If user privileges and object security settings differ, the following rules apply:
Object security settings that deny a user action always override individual user privileges that allow the action. For example, a book that denies the Edit action cannot be edited by a user who is allowed to edit books.
Individual user privileges that deny an action always override object security settings that allow the action. For example, a user privilege that denies editing a book always denies the user to edit any book, regardless of the book’s object security settings.

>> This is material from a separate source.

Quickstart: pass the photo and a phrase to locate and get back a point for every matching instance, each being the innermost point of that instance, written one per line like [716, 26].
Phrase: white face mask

An object’s security settings for a user override the object’s security settings for a group. If the security settings allow a user to perform an action, and the security settings for the group deny the action, the user can perform the action. For example, the CFO user is allowed to edit the Cash flow measure, and is also a member of the Executive group. The CFO can edit the measure, regardless of the measure’s security setting for the Executive group. Similarly, if the security settings deny a user from performing an action, and the security settings for the group allow the action, the user cannot perform the action.
If an object does not define security settings for a user, security settings for groups apply. If security settings are defined for multiple groups to which the user belongs, the following rules apply:
If any group denies an action, Metrics Management denies the user from performing the action.
If one group allows the action, and no other group specifically denies the action, Metrics Management allows the user to perform the action.
Object security settings that deny a user action always override individual user privileges that allow the action. For example, a book that denies the Edit action cannot be edited by a user who is allowed to edit books.